Seorang pemandu yang ramah menjelaskan bahwa museum ini didirikan pada tahun 2003 oleh Ibu Endang W. Puspoyo, seorang pakar kecantikan, sebagai wujud kecintaannya pada budaya dan permainan tradisional yang kian tergeser oleh dominasi permainan digital.

Museum ini menjadi pengingat berharga bagi para orang tua, agar anak-anak Indonesia tetap mengenal tanah, angin, dan langit melalui permainan layang-layang.

Saya berkeliling, mengamati satu per satu koleksi layang-layang yang dipamerkan. Ada yang berasal dari berbagai daerah di Indonesia, termasuk layang-layang berukuran raksasa dan layang-layang unik khas Kalimantan.

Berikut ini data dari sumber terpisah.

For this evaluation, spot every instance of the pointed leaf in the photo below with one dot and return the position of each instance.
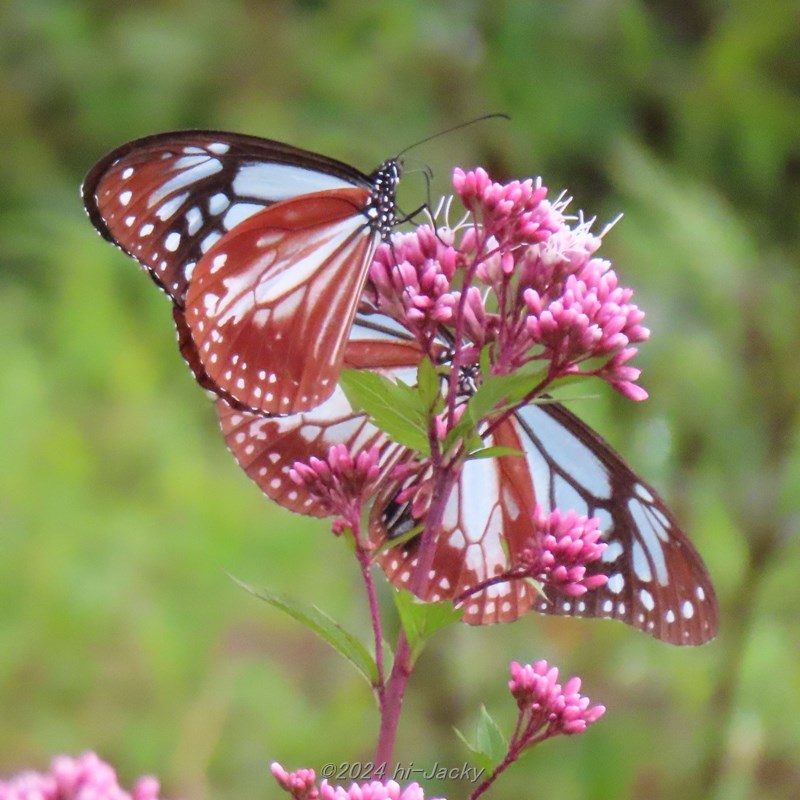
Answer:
(422, 620)
(395, 408)
(496, 451)
(323, 626)
(490, 739)
(481, 758)
(428, 383)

Setiap bentuk layang-layang memiliki ceritanya sendiri, dan setiap helai benangnya seolah menyimpan kenangan mendalam, mengingatkan pada masa-masa anak-anak berlarian di sawah, menerbangkan layang-layang sembari mengejar angin.

Yang paling berkesan, kami, keenam puluh peserta, diajak untuk mengikuti lokakarya pembuatan layang-layang! Duduk di dalam pendopo, kami tekun menempelkan kertas putih dan merakit rangka bambu yang ringan.

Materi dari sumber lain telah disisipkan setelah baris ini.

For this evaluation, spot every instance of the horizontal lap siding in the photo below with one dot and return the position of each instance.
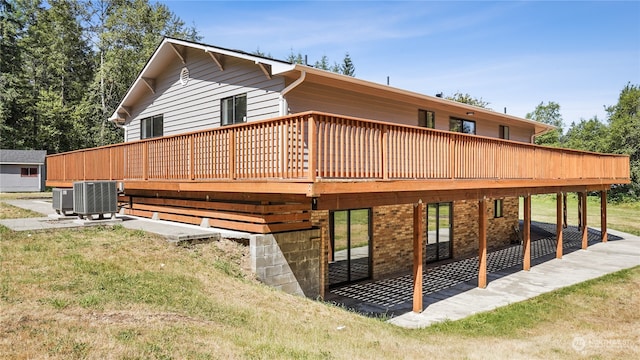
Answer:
(197, 105)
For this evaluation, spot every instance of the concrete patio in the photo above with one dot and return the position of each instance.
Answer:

Ternyata, membuat layang-layang tidak semudah yang terlihat, namun sungguh menyenangkan! Ada rasa bangga yang luar biasa ketika benang berhasil dililit sempurna dan bentuk layangan saya berdiri utuh, siap mengudara.

Aktivitas ini sukses membuat kami semua tersenyum lebar. Sejenak, kami melupakan usia, melupakan hiruk-pikuk pekerjaan, bahkan melupakan bising dan macetnya Jakarta. Yang tersisa hanyalah jiwa yang bebas, angin yang berbisik, dan langit yang membentang luas.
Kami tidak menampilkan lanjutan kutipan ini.